もし源太郎が、二人の弟を呼び出すために用いた例の二文字の文を、この墨を磨り始めたばかりのころの薄墨で、手ずから書いたのだとしたなら、源太郎はそれから半日を、ひたすらに墨を磨って過ごしていることになる。
そしてどうやらその単調な墨磨り作業のおかげで、波立つ心を抑えているらしい源太郎の脇で、何もすることがない徳次郎は、そわそわと尻の落ち着かない風情である。

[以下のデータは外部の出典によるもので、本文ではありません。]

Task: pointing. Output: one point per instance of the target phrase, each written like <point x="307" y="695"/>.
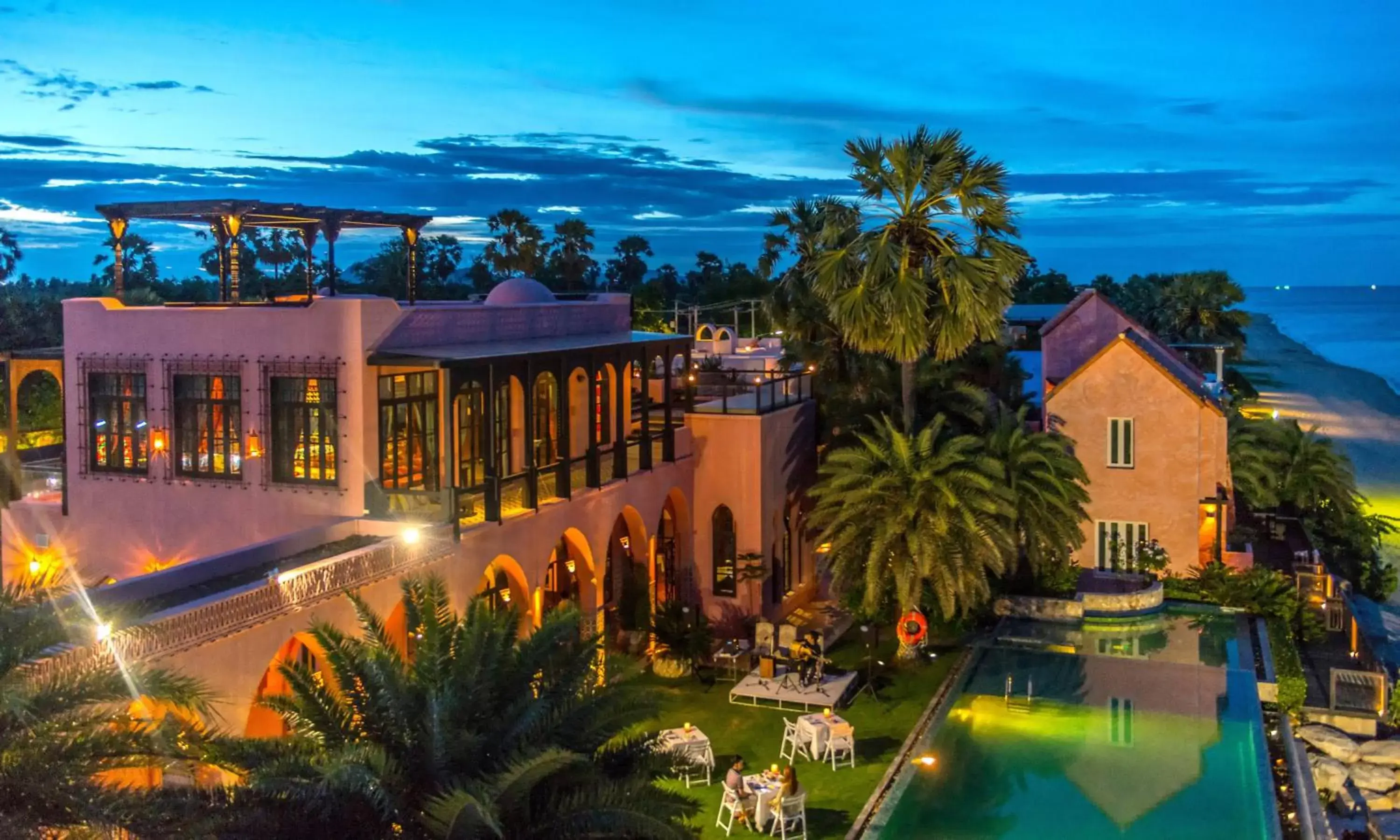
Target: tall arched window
<point x="724" y="552"/>
<point x="602" y="406"/>
<point x="546" y="395"/>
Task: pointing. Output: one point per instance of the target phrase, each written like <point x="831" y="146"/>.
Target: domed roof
<point x="520" y="290"/>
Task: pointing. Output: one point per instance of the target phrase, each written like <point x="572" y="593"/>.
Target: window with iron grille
<point x="118" y="430"/>
<point x="208" y="426"/>
<point x="408" y="432"/>
<point x="303" y="430"/>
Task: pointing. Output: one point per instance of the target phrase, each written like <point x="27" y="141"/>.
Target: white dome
<point x="520" y="290"/>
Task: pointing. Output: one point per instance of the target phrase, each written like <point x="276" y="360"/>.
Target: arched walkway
<point x="262" y="721"/>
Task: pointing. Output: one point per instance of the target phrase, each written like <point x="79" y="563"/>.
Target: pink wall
<point x="1179" y="450"/>
<point x="756" y="465"/>
<point x="121" y="525"/>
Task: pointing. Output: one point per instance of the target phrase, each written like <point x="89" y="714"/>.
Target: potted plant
<point x="684" y="639"/>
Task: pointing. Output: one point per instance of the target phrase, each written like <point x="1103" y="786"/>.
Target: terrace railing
<point x="248" y="607"/>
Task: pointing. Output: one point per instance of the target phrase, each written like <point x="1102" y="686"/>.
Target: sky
<point x="1260" y="138"/>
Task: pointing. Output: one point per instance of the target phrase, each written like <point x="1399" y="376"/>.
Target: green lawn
<point x="835" y="798"/>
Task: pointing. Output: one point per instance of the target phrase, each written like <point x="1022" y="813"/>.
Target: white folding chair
<point x="695" y="761"/>
<point x="730" y="803"/>
<point x="790" y="818"/>
<point x="840" y="747"/>
<point x="787" y="637"/>
<point x="793" y="742"/>
<point x="763" y="639"/>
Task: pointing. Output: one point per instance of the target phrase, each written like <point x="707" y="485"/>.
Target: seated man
<point x="734" y="780"/>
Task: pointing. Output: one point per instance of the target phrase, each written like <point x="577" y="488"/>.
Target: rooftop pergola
<point x="227" y="217"/>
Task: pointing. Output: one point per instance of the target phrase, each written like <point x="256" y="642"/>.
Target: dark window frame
<point x="419" y="430"/>
<point x="122" y="409"/>
<point x="724" y="553"/>
<point x="188" y="413"/>
<point x="322" y="415"/>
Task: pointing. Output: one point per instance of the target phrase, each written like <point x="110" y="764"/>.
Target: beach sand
<point x="1354" y="408"/>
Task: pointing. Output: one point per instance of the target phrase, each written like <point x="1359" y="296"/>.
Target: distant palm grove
<point x="937" y="490"/>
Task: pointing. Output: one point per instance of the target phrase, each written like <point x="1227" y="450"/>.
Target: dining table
<point x="765" y="789"/>
<point x="817" y="728"/>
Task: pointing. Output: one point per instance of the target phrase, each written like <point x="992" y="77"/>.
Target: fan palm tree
<point x="1048" y="488"/>
<point x="517" y="247"/>
<point x="936" y="272"/>
<point x="1311" y="471"/>
<point x="63" y="731"/>
<point x="10" y="254"/>
<point x="478" y="733"/>
<point x="902" y="511"/>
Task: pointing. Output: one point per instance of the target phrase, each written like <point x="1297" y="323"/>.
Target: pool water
<point x="1136" y="731"/>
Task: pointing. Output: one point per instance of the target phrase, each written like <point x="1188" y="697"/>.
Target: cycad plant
<point x="476" y="733"/>
<point x="908" y="511"/>
<point x="68" y="734"/>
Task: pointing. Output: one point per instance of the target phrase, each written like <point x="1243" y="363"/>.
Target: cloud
<point x="38" y="140"/>
<point x="73" y="90"/>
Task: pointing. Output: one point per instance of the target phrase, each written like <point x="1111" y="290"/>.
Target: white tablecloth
<point x="817" y="728"/>
<point x="765" y="791"/>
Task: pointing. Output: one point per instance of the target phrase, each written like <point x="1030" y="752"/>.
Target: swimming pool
<point x="1143" y="730"/>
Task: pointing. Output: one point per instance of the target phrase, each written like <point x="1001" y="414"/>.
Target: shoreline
<point x="1357" y="409"/>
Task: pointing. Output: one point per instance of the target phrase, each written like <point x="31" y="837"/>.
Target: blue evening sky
<point x="1262" y="138"/>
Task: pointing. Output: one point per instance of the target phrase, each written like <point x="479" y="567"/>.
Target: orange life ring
<point x="913" y="628"/>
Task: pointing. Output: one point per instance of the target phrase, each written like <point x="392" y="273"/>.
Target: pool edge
<point x="887" y="782"/>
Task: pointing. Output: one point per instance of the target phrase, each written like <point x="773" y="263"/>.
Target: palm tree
<point x="1196" y="308"/>
<point x="572" y="247"/>
<point x="937" y="271"/>
<point x="476" y="733"/>
<point x="62" y="730"/>
<point x="10" y="254"/>
<point x="1048" y="488"/>
<point x="905" y="511"/>
<point x="517" y="248"/>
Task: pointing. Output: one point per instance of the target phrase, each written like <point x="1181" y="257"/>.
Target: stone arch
<point x="265" y="723"/>
<point x="672" y="573"/>
<point x="517" y="593"/>
<point x="569" y="576"/>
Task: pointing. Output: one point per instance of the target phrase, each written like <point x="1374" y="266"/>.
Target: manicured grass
<point x="835" y="798"/>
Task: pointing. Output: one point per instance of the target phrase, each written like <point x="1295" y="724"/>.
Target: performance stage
<point x="784" y="692"/>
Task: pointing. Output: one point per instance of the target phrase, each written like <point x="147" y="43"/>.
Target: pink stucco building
<point x="1150" y="430"/>
<point x="212" y="441"/>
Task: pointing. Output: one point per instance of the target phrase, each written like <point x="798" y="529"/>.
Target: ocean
<point x="1351" y="325"/>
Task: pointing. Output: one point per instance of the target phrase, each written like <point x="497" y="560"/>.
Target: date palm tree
<point x="936" y="271"/>
<point x="62" y="733"/>
<point x="1048" y="488"/>
<point x="10" y="254"/>
<point x="906" y="511"/>
<point x="478" y="733"/>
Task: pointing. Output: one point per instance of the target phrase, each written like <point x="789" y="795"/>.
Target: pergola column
<point x="531" y="472"/>
<point x="668" y="433"/>
<point x="231" y="224"/>
<point x="308" y="241"/>
<point x="493" y="475"/>
<point x="118" y="226"/>
<point x="411" y="247"/>
<point x="593" y="467"/>
<point x="565" y="483"/>
<point x="331" y="227"/>
<point x="644" y="454"/>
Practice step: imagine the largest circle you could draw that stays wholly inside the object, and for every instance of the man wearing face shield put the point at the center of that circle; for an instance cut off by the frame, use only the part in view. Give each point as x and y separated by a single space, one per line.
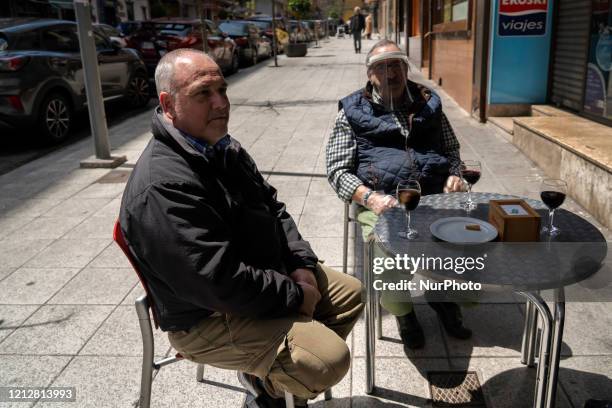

遠慮無く手焙りに手をかざした源五郎は、平静を保っているふりをしている長兄の背中ではなく、心の波立ちに翻弄されている次兄に向かって、
「まだお生まれにはなっていないので?」
一瞬、目を見開いた徳次郎だったが、すぐに感心と呆れを混ぜた声音で問いかけた。
「よく、義姉上が産気づいたと解ったな」
源五郎はさも当たり前である、といった顔つきで、
「源太兄上があのような慌ただしい文をお出しになるからには、相応の一大事が起きているに違いなかろうことを察せられぬほど頭が鈍っておるようでは、とてもお屋形様の御側に仕えてはおられません。しかしながら、兄上よりの文の――中身は置くとして――お筆の運びに乱れはみられませんでしたゆえ、大事は大事でも悪しき大事ではなかろう、と」
この言葉の尻を受けて、
「例えば、砥石の父上のご病状が悪しくなった、などということではないと」
と、源次郎が継ぐ。それをさらに源五郎が引き継いで、
「ご門の前に立ち、望気いたしましたら、お屋敷の中から目出度げでありつつ心細げな気配を覚えました。そこで、これは我らがとうとう叔父となったのだと合点がいきましたゆえ、急ぎ参じたのですが……」
ちらと源次郎を見る。頷くともなく頷いた源次郎が、
「しかしながら、こちらへ向かう道すがら、この家の者どもの様子を眺めましたところ、どうもまだであるらしいと」
「斯様に存じました次第にございます」
最後の一言は二つの口から同時に出た。
双子はピタリとそろえて頭を下げる。
「源五は全く性急であるし、源次は幾分気長であるな」
呆れたような、感心したような口ぶりで言う徳次郎に、源太郎は、
「徳よ、わしが言ったとおりであろう? こやつらにものを伝えるのに、くどくどと文字を連ねる必要はないわえ。こやつらは察しが良すぎるでな」
うれしげに言って、ようやくに手を止めた。